Although everyone told me I didn't need to lose any weight,I've recently shed a little over 20lbs and feel so much better for it. The only downside, is I now need to go through my closet and get rid of a bunch of clothes that are waaaay too big for me! A good downside I think you'd agree though.
Reducing your website's wait
When Google is presented with a search query, it looks at the pages in its index and applies a test that includes over 200 parameters to it in a bid to serve the user a relevant result. One of those is page load speed. There's a temptation now to overlook this vital aspect of page "health". After all, most of our users have a fast internet connection right? Who uses a 56k dial up modem anymore? Interestingly, I was speaking to someone just a few weeks ago who does. They're in a "black" area where no one can get broadband access.
From Google's point of view, a fast loading site is good - a tick - and a slow loading one is bad - an X. So it's crucial to make sure your pages load quickly. Here are 5 things you can do to speed up your page load time. Some of these are technical and require some website skills, and others are simple.
1. Image size. Every image on the site should be optimized to load quickly. I recommend using JPG format as it gives the smallest footprint. Sometimes, where's there's transparency, you can't use JPG and must use either GIF or PNG. Generally GIF is smaller, but not always. Where you have a gallery, a larger image is acceptable, but really they shouldn't be bigger than 1 - 1.5Mb.
2. Get fast hosting. WHERE your site is hosted can impact your load speed, as can the type of plan you have. I know you can get hosting at many providers for $3-4 per month, but this can come at a speed cost. This is shared hosting which mean you're piled in with a bunch of other sites on resources that are generally oversold (that's what "Unlimited" means - there's no such thing as unlimited storage or bandwidth). And, with those cheap plans, you definitely will not be on their premium equipment; it'll be the old stuff.

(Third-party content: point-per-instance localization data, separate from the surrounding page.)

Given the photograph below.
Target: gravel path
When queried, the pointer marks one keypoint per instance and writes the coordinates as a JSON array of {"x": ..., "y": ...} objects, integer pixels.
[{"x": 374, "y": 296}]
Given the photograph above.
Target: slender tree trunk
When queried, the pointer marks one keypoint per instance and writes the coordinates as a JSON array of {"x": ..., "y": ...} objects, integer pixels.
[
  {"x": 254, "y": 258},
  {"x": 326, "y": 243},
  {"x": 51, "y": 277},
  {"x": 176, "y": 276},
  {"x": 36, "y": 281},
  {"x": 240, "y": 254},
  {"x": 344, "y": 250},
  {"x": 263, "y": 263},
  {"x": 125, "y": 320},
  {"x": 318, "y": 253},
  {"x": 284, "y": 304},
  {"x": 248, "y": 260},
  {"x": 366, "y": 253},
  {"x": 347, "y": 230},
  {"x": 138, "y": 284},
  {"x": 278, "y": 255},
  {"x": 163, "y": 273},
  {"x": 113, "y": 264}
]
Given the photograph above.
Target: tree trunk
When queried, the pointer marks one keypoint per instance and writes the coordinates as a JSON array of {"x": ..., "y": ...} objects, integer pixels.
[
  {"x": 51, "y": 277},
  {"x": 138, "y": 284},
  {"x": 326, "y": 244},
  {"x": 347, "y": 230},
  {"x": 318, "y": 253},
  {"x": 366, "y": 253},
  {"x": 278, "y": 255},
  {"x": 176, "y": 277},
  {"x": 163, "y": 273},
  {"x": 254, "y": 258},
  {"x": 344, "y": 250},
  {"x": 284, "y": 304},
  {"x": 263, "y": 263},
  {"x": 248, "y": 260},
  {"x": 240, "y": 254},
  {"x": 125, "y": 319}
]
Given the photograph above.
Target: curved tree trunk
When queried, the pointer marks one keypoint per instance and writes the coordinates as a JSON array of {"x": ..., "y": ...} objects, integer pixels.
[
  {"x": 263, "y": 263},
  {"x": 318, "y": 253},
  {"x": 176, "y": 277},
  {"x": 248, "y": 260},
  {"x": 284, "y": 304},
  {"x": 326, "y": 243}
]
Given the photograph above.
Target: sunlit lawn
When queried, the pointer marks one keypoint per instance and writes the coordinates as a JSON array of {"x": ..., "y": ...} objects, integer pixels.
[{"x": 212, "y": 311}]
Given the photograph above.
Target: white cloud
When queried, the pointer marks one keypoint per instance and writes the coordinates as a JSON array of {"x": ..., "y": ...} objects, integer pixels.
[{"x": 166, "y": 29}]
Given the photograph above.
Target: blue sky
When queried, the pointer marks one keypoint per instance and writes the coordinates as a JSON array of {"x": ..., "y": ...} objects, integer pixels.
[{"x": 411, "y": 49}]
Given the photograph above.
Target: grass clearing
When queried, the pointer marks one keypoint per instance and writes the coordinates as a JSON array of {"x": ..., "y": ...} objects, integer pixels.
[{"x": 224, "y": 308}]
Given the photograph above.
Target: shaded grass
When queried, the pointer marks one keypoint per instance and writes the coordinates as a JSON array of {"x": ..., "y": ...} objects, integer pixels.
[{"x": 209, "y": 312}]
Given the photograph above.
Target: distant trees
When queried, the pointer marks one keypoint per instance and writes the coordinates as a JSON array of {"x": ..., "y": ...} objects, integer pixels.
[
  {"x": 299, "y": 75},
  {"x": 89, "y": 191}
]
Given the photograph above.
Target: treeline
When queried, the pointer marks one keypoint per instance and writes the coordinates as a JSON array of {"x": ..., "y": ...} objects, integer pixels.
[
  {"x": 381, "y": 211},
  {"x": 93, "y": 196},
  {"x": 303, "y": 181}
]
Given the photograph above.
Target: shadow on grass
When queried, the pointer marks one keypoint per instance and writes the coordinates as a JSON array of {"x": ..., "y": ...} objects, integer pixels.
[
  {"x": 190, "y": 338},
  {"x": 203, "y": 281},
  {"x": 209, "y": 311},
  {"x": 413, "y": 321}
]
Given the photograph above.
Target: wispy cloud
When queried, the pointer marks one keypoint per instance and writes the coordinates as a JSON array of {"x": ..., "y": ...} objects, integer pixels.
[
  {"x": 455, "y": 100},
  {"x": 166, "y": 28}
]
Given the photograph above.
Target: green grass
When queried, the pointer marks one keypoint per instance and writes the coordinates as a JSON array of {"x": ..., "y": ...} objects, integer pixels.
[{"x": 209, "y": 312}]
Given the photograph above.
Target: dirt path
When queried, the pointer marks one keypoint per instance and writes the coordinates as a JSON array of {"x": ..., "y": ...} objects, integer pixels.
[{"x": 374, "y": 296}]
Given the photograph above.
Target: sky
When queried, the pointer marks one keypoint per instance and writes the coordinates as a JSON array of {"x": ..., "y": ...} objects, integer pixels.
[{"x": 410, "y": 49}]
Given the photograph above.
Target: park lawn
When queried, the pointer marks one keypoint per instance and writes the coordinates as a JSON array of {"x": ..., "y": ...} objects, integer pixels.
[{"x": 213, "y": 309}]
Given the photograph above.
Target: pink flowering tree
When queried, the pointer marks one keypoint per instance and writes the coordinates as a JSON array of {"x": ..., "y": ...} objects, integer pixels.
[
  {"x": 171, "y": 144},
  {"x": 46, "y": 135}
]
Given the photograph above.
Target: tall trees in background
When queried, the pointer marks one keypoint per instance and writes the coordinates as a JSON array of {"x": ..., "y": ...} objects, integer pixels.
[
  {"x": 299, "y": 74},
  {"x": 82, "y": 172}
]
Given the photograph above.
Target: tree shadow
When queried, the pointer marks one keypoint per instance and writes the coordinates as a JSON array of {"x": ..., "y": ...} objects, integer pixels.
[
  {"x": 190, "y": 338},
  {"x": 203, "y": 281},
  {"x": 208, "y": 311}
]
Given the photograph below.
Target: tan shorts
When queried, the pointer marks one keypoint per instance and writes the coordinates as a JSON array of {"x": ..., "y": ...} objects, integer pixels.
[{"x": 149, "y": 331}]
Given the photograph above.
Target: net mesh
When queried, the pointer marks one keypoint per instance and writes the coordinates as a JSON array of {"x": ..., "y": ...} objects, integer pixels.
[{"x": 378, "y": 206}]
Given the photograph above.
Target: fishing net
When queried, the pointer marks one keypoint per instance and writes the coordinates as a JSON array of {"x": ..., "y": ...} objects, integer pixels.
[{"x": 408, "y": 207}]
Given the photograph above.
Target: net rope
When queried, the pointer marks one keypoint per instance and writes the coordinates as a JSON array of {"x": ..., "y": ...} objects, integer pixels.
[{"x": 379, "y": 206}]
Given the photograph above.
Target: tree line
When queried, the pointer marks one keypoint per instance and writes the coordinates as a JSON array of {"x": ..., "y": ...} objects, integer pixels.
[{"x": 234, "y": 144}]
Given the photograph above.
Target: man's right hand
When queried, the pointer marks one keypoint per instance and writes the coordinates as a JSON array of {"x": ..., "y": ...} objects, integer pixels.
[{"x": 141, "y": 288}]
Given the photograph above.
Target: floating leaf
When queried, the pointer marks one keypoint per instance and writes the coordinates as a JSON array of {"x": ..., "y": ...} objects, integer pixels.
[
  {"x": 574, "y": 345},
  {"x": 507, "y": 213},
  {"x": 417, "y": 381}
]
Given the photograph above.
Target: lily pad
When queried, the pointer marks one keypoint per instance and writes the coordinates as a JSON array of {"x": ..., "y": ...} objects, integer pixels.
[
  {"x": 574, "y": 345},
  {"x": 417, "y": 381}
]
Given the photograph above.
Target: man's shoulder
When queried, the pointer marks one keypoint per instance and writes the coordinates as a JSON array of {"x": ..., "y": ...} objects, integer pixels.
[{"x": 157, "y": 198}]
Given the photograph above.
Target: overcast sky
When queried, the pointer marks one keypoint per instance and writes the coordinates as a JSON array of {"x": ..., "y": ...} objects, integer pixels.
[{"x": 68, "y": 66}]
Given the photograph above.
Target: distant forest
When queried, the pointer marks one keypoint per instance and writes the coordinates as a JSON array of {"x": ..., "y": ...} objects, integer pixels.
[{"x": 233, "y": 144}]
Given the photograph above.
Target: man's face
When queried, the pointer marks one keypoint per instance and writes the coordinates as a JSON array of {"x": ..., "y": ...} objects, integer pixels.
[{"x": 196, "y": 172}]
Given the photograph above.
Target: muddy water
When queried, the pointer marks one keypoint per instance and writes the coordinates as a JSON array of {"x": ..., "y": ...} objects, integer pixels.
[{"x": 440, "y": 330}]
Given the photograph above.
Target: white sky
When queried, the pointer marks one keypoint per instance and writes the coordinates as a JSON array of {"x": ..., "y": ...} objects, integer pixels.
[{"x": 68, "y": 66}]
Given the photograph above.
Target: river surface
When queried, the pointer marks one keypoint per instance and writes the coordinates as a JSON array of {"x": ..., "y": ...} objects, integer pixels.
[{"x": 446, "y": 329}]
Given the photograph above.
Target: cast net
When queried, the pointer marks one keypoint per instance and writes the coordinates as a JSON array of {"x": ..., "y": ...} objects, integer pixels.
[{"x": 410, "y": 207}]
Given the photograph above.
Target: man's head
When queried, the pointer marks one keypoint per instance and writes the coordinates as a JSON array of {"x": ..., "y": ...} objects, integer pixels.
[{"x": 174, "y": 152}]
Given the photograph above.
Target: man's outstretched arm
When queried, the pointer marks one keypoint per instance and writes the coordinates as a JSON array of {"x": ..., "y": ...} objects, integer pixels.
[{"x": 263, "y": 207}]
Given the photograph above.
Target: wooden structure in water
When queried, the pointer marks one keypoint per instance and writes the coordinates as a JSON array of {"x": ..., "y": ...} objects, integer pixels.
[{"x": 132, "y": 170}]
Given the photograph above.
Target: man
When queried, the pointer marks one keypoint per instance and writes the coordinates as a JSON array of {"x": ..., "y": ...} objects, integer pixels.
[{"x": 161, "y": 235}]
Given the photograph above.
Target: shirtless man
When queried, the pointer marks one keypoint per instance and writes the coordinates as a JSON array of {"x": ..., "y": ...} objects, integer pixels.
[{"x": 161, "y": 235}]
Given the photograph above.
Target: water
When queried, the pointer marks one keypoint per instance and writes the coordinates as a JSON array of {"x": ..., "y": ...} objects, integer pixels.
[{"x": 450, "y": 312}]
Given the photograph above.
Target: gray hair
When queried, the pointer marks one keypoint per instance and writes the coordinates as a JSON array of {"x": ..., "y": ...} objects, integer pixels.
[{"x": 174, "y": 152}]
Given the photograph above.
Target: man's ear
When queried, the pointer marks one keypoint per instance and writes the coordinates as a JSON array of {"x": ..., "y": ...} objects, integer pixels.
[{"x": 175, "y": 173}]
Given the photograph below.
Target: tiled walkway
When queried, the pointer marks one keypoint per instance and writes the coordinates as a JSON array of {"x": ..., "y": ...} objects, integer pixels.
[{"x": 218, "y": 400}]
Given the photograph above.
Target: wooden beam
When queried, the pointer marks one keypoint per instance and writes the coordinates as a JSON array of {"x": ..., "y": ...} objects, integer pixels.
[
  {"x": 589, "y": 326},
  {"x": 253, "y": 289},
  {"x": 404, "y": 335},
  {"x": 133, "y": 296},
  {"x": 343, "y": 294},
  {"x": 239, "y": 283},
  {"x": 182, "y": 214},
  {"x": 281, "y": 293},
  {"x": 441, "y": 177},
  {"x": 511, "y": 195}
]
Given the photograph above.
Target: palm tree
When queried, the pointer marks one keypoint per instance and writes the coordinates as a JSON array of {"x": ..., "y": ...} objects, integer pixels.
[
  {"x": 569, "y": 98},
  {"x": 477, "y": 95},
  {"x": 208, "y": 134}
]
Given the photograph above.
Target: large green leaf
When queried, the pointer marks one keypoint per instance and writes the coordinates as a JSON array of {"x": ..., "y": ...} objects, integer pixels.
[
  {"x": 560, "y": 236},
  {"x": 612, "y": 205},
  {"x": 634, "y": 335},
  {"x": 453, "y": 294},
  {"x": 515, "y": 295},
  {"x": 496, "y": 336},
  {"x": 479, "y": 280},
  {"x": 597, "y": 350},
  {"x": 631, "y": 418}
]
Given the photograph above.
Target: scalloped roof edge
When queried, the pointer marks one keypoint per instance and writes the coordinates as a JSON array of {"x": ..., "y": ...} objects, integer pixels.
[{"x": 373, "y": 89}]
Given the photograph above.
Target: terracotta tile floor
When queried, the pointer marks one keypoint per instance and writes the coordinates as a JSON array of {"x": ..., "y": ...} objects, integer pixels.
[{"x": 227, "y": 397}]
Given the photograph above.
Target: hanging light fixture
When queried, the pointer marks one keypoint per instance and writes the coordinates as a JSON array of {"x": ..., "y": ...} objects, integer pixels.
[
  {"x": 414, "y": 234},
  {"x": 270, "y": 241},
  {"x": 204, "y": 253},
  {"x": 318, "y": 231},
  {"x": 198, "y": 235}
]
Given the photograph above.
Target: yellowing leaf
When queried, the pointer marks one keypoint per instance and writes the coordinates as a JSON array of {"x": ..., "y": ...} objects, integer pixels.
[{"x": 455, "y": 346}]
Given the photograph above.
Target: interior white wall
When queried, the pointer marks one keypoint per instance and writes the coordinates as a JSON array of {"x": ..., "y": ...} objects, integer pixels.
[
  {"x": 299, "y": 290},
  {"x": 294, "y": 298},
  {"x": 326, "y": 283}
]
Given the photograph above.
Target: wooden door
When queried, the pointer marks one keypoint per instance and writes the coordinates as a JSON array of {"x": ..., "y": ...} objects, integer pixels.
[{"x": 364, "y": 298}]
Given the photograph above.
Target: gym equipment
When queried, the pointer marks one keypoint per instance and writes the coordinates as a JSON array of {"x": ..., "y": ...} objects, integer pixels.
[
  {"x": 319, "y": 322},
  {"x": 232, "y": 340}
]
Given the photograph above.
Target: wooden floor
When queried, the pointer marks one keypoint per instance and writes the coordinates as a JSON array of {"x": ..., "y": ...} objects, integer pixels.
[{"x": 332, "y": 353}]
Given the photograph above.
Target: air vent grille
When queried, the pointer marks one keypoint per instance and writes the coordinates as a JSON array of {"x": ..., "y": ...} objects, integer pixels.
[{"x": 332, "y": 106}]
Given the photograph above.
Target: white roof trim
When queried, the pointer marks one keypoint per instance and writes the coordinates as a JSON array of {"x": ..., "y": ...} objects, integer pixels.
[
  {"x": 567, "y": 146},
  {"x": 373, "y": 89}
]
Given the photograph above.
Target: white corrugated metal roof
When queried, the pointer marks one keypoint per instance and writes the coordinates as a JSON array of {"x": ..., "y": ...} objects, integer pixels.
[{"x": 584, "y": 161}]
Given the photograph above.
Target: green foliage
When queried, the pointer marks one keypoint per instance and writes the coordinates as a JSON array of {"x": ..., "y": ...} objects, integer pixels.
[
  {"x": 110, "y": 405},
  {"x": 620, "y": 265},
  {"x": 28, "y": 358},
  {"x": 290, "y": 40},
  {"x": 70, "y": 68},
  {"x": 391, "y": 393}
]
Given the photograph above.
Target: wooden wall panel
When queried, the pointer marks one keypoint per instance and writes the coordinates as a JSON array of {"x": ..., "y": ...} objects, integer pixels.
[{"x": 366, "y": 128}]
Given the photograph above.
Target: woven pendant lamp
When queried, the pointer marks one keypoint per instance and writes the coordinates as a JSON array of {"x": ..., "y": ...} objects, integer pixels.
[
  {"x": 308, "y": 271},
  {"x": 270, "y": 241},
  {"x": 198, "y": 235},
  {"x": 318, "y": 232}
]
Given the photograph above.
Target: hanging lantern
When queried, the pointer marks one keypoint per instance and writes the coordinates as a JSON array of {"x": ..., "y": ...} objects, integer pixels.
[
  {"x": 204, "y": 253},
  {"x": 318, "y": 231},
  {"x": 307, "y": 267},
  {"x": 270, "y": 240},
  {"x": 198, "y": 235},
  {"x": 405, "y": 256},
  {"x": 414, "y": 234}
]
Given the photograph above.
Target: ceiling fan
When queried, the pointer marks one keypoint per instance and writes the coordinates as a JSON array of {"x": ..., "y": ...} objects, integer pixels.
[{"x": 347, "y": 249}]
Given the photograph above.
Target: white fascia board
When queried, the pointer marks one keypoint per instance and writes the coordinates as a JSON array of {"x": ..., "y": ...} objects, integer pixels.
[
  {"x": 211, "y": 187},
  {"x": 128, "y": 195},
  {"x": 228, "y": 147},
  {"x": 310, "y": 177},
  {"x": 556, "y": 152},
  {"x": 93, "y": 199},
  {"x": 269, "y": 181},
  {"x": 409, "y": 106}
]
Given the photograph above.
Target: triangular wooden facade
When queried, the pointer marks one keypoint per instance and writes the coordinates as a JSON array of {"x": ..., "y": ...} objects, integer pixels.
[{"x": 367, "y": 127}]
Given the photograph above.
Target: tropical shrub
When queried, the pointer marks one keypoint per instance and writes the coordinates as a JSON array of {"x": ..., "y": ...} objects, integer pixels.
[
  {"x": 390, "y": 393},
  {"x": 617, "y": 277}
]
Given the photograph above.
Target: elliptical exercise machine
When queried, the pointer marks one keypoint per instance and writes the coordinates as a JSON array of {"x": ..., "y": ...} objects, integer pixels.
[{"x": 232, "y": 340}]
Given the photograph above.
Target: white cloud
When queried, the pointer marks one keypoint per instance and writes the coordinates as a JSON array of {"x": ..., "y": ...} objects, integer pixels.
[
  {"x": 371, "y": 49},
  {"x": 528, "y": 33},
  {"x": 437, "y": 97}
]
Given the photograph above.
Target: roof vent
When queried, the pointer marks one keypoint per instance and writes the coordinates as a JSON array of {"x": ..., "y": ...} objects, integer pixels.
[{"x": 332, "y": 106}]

3. Turn on cache. Everyone will likely be familiar with the cache that your browser generates and cache in a site is exactly the same thing. Most components in a site - at least Joomla ones - have the ability to set caching on an individual component basis. This is important, as turning cache on for some components, even with a short refresh time, can stop the component functioning correctly.
5. Use Expires Headers in your .htaccess file. This piece of code is actually part of the caching setup, but is implemented in a different way. What it does is tell the visitors browser whether to cache a certain type of resource (an image for example) and for how long. For example, you can set images to expire in a year, meaning frequent visitors to your site will have those images already stored in the browser's cache which means a faster loading time.
There are things to look out for though, with this tweak. Regularly changing files should not be included or the visitor will end up seeing old content, not the shiny new piece you just added. This is very true of e-commerce sites that have constantly changing products. Like all caching, care needs to be taken to ensure you're not making problems for your visitors.
There are a number of other options available for tweaking your site. Many great helps can be found by running your site through one of the many site speed pages such as YSlow or Google's PageSpeed tool.